There is a weird behavior in Google Chrome, which is also described in this question: rails redirects to 'data:,'

When a new resource is being created and my

Answer 1

I've been googling it and found that editing posts with an iframe in Rails 4.0 causes a redirect to "data:,"

Rails 4 now sets the X-XSS-Protection header for all requests, so the iframe trips up the XSS protection in Chrome after a form submit. (https://github.com/elektronaut/sugar/issues/41#issuecomment-25987368)

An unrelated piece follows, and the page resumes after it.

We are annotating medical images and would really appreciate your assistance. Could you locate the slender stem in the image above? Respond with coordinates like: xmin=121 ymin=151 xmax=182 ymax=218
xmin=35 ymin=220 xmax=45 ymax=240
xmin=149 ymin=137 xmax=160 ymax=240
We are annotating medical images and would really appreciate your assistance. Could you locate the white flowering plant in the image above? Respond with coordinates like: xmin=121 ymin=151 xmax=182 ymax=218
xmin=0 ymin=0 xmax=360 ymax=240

Solution, add it to your controller:

before_filter :disable_xss_protection

protected
def disable_xss_protection
  # Disabling this is probably not a good idea,
  # but the header causes Chrome to choke when being
  # redirected back after a submit and the page contains an iframe.
  response.headers['X-XSS-Protection'] = "0"
end

Answer 2

Ok I think I know what this is. You can specify images and text inside a data: protocol, and I believe Chrome is seeing escaped HTML and thinking it is data. Since the mime type is not specified, it leaves the mime type blank after the colon, and just prints the comma.

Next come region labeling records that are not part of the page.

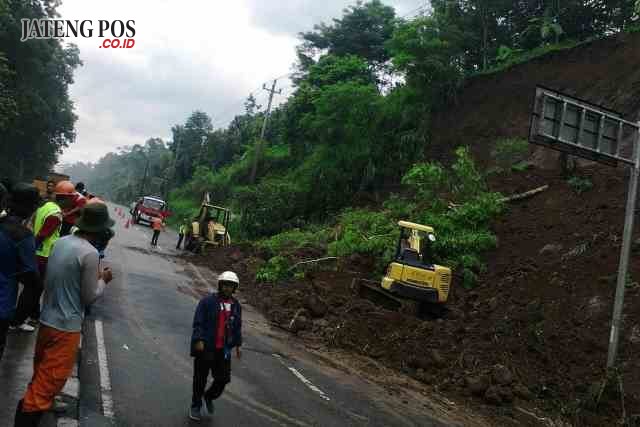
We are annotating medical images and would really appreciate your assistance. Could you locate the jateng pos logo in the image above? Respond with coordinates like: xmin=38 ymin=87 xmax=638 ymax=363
xmin=20 ymin=19 xmax=136 ymax=49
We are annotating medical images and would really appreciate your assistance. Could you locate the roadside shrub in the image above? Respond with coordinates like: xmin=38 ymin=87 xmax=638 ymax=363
xmin=492 ymin=138 xmax=529 ymax=171
xmin=256 ymin=226 xmax=331 ymax=257
xmin=234 ymin=179 xmax=305 ymax=238
xmin=402 ymin=163 xmax=447 ymax=200
xmin=328 ymin=209 xmax=397 ymax=267
xmin=256 ymin=255 xmax=291 ymax=283
xmin=567 ymin=176 xmax=593 ymax=194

http://guides.rubyonrails.org/security.html#redirection

Rails 4 automatically escapes HTML, so if you are trying to render HTML, you have to indicate not to escape it. Look at the options for render:

http://guides.rubyonrails.org/security.html#redirection

You can use raw() to render direct HTML.

http://www.webbydude.com/posts/9-the-h-helper-in-rails-3

Answer 3

I'm not convinced it is related to a mimetype issue. I have this issue when a user posts a blog entry that has iframes in its content. When the entry is saved it redirects to the "show" action which will have the user's content (raw/html_safe). Chrome will display the page for a split second and then for some reason re-direct again to the blank "data:," page (in history it will only leave the data:, and the submit page).

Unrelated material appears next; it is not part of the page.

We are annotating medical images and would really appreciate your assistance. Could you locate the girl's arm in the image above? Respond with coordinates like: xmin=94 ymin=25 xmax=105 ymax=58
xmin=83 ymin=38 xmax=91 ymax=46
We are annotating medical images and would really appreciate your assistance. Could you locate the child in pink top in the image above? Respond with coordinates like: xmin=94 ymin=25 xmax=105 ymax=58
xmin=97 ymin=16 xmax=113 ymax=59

here are the response headers i registered:

Ruby 2.0.0 / Rails 4 migrated app with incorrect behavior (staging server)

    Cache-Control:max-age=0, no-cache, no-store
    Cache-Control:max-age=0, private, must-revalidate
    Connection:Keep-Alive
    Content-Encoding:gzip
    Content-Length:25359
    Content-Type:text/html; charset=utf-8
    Date:Thu, 23 Jan 2014 16:37:11 GMT
    ETag:"6d9d4961ea2df12de67f8a92c43579fb"
    Server:Apache
    Set-Cookie: _**********_session_dev=1774518c571bf4e65189d607b276e65e; domain=*********.com; path=/; expires=Thu, 23 Jan 2014 18:37:11 -0000; HttpOnly
    Status:200 OK
    Vary:Accept-Encoding
    X-Content-Type-Options:nosniff
    X-Frame-Options:SAMEORIGIN
    X-Mod-Pagespeed:1.6.29.7-3566
    X-Request-Id:9f5314a5-ad01-4aec-bd0f-04e8afd9bdac
    X-UA-Compatible:chrome=1
    X-XSS-Protection:1; mode=block

Ruby 1.8.7 / Rails 2 app with correct behavior (prod server)

    HTTP/1.1 200 OK
    Date: Thu, 23 Jan 2014 16:32:53 GMT
    Server: Apache
    ETag: "f12135ffffd373205352f9754328368217"
    Cache-Control: private, max-age=0, must-revalidate
    Status: 200
    X-Mod-Pagespeed: 1.4.26.5-3533
    Cache-Control: max-age=0, no-cache, no-store
    Vary: Accept-Encoding
    Content-Length: 27167
    X-Cnection: close
    Content-Type: text/html; charset=utf-8
    Connection: Keep-Alive
    Content-Encoding: gzip

also tried having this as the initial html:

    <!DOCTYPE html>
    <html>
    <head>...

and also just (as random tests to detect what could be wrong)

    <!DOCTYPE html>
    <head>...

All I know is that if the submitted content has iframes, when redirecting to the blog "display" page chrome's weird behavior kicks in.